Angelina Jolie, nouvelle égérie Guerlain, se confie

Angelina Jolie nous a demandé d’être interviewée par Mariane Pearl, l’épouse du regretté journaliste Daniel Pearl, dont elle a interprété le rôle en 2007 dans « Un coeur invaincu ». Depuis, ces deux femmes sont amies. Pour nous, elles se sont retrouvées le temps d’une journée à Los Angeles.
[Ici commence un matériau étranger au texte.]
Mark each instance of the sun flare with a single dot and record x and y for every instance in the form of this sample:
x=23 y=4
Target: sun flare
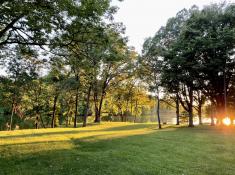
x=227 y=121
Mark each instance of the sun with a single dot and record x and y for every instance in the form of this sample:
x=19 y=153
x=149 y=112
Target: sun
x=227 y=121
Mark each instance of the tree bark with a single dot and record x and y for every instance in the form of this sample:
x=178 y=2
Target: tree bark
x=158 y=111
x=54 y=112
x=12 y=113
x=87 y=107
x=190 y=107
x=200 y=114
x=177 y=110
x=76 y=103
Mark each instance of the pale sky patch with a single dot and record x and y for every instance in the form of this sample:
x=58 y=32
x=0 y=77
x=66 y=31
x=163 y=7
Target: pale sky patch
x=143 y=18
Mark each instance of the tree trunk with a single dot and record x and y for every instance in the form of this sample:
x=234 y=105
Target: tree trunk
x=177 y=110
x=190 y=107
x=54 y=112
x=200 y=114
x=97 y=120
x=87 y=107
x=12 y=113
x=158 y=111
x=212 y=116
x=37 y=122
x=136 y=110
x=76 y=103
x=43 y=125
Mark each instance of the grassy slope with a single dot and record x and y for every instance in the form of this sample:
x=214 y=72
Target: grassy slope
x=118 y=149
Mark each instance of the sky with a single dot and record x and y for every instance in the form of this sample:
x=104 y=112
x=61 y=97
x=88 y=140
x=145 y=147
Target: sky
x=143 y=18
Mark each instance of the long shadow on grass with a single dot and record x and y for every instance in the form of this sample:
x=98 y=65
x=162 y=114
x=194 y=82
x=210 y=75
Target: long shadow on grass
x=134 y=155
x=51 y=133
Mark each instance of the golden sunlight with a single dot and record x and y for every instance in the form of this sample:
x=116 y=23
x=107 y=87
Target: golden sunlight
x=227 y=121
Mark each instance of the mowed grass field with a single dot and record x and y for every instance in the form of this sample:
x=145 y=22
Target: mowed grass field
x=119 y=149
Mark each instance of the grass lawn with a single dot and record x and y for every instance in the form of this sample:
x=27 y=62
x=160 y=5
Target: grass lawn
x=118 y=149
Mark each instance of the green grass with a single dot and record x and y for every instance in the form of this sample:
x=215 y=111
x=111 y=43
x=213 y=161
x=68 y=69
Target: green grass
x=118 y=149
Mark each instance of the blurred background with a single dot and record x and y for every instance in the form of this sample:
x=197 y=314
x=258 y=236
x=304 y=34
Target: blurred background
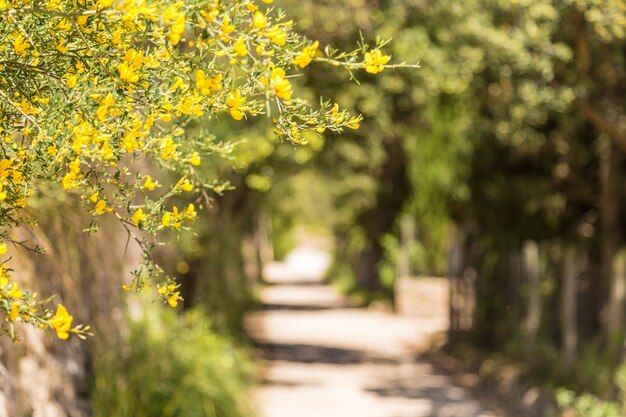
x=498 y=164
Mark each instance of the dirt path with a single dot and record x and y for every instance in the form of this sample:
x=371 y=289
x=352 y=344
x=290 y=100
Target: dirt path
x=326 y=359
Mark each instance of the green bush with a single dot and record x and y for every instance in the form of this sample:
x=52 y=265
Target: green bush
x=172 y=366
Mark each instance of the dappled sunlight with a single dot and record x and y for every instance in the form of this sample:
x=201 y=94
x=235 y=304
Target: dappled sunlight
x=323 y=356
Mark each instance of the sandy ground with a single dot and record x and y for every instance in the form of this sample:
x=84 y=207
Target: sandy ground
x=324 y=358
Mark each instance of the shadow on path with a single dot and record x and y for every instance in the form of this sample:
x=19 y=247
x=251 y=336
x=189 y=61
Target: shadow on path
x=324 y=359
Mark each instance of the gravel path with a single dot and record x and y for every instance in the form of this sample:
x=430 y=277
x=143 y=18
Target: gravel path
x=326 y=359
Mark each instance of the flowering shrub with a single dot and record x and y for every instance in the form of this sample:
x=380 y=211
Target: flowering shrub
x=90 y=89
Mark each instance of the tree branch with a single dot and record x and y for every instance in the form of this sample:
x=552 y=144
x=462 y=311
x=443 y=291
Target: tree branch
x=604 y=125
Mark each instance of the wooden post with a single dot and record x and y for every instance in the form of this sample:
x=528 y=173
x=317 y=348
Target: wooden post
x=569 y=302
x=533 y=312
x=407 y=234
x=615 y=311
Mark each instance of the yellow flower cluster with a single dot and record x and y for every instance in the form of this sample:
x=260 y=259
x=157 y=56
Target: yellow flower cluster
x=87 y=88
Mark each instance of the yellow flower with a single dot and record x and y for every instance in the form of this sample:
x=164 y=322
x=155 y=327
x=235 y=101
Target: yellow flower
x=61 y=46
x=20 y=45
x=168 y=149
x=171 y=219
x=138 y=216
x=205 y=85
x=61 y=322
x=281 y=85
x=191 y=212
x=185 y=184
x=375 y=61
x=354 y=123
x=172 y=300
x=15 y=311
x=71 y=80
x=15 y=291
x=101 y=207
x=259 y=21
x=127 y=73
x=227 y=27
x=304 y=58
x=236 y=102
x=177 y=30
x=277 y=35
x=240 y=46
x=195 y=159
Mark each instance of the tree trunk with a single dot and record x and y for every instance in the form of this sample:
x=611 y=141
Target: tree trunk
x=569 y=303
x=611 y=184
x=533 y=312
x=376 y=222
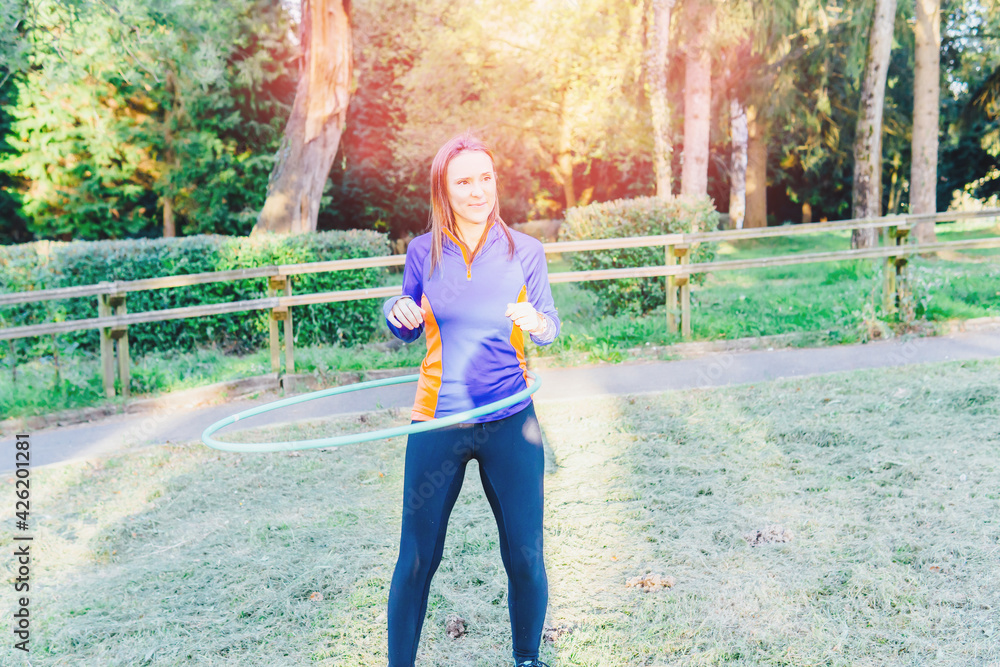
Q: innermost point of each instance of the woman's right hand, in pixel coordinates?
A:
(406, 313)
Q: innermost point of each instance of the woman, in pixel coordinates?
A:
(475, 287)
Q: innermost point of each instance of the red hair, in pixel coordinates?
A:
(442, 216)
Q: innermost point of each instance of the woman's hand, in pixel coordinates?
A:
(526, 317)
(406, 313)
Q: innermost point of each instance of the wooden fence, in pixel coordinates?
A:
(113, 319)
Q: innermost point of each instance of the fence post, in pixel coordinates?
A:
(275, 283)
(289, 338)
(107, 348)
(901, 235)
(889, 277)
(671, 291)
(684, 282)
(120, 334)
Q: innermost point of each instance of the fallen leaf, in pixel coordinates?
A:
(649, 582)
(455, 626)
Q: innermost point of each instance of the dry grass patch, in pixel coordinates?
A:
(887, 479)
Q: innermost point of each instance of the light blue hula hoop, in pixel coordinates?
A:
(419, 427)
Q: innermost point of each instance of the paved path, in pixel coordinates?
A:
(128, 431)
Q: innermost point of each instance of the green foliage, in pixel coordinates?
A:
(128, 106)
(644, 216)
(45, 264)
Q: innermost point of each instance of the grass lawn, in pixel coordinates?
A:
(886, 481)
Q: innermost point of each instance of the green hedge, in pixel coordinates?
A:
(47, 264)
(643, 216)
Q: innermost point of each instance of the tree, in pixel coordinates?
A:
(139, 105)
(867, 190)
(554, 87)
(697, 98)
(740, 134)
(926, 105)
(313, 132)
(656, 62)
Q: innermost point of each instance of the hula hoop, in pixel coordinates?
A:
(337, 441)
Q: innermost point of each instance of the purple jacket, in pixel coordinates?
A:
(475, 354)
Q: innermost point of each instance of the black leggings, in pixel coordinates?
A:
(511, 463)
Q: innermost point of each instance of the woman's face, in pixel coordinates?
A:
(472, 188)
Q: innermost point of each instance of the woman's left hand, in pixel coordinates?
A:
(526, 317)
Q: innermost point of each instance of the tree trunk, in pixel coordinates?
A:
(756, 215)
(867, 191)
(738, 164)
(697, 103)
(562, 172)
(313, 131)
(656, 71)
(926, 106)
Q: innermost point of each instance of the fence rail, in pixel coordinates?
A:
(113, 320)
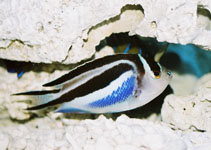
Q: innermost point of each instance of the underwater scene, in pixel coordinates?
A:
(84, 75)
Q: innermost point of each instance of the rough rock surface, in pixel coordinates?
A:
(67, 31)
(102, 133)
(192, 111)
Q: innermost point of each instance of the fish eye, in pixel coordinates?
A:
(157, 74)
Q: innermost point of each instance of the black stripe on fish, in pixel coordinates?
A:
(96, 64)
(152, 64)
(92, 85)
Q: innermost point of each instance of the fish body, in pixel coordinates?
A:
(110, 84)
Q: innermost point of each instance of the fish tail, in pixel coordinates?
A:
(42, 98)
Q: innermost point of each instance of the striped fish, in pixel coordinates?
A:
(110, 84)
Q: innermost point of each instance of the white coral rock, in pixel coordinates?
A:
(190, 112)
(68, 31)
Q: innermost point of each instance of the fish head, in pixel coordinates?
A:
(155, 79)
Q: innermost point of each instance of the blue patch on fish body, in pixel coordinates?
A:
(122, 93)
(72, 110)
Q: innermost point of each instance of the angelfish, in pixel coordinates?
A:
(110, 84)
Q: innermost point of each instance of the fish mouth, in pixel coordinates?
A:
(169, 74)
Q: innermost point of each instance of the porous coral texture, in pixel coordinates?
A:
(102, 133)
(68, 31)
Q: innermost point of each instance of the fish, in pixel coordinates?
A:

« Je retrouve mon amie Angelina à l’occasion de la fête des mères, pour évoquer la sienne, Marcheline Bertrand. La publicité qu’elle a récemment tournée pour les parfums Guerlain est un hommage à cette femme qui l’a toujours inspirée par sa grâce et son élégance… notre amitié à toutes les deux remonte à 2005. nos fils Adam et Maddox sont eux aussi amis depuis leur petite enfance. Ils regardaient ensemble ‘Le Livre de la jungle’ tandis qu’on essayait de ne pas rater la cuisson des pâtes. Douze ans plus tard, au mois d’avril, nous voici assises dans la cuisine de la maison que loue Angelina à Los Angeles. Les six enfants, que j’ai vus grandir, sont scolarisés à domicile. Tandis que nous parlons, ils font leurs devoirs, assis dans la pièce à côté. »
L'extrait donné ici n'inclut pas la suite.